Amerikaner bestreiten alle Vorwürfe

Das Bundeskriminalamt fertigte vorigen Monat einen vertraulichen Bericht an, demzufolge die amerikanische Botschaft das von der Illustrierten in Abschrift zur Verfügung gestellte Papier als "nicht authentisch" eingestuft habe: "Obgleich der Verfasser über zumindest rudimentäre Kenntnisse hinsichtlich des Aufbaus derartiger Schreiben verfügt haben müsse, weise es zahlreiche Widersprüche in Bezug auf das Format, die Terminologie sowie den Inhalt auf", habe die Botschaft erklärt. Zudem habe es im April 2007 keine Observationen durch US-Einheiten in Heilbronn gegeben; eine SIT-Einheit habe niemals existiert.
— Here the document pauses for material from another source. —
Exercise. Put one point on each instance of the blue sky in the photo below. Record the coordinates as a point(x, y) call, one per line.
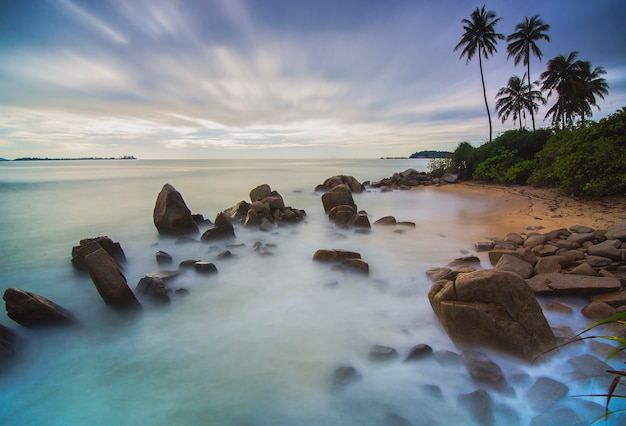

Obwohl die Illustrierte korrekterweise den Quellenschutz einhält, ist sich das Bundesinnenministerium mittlerweile sicher, den wichtigsten Informanten des Blattes zu kennen. Dieser "Hinweisgeber" habe, so teilte Fritsche den Parlamentariern mit, auch am 12. November in einer E-Mail dem Bundesinnenminister Hans-Peter Friedrich sein angebliches "Hintergrundwissen" offeriert.

In dieser E-Mail, die der Süddeutschen Zeitung vorliegt, wies er "nachdrücklich" auf die angebliche "Verstrickung islamistischer Kreise", sowie des "Heeresnachrichtendienstes der US-Armee" und mehrerer deutscher Verfassungsschutzämter in den "Heilbronner Mordfall" hin. Kurz darauf machte er als Zeuge eine Aussage vor Ermittlern der Sonderkommission "Trio". Er behauptete, nach dem Polizistenmord ein Gespräch zweier amerikanischer Geheimdienstleute mitgehört zu haben, die sich über eine beinahe missglückte Observation in Heilbronn unterhalten hätten.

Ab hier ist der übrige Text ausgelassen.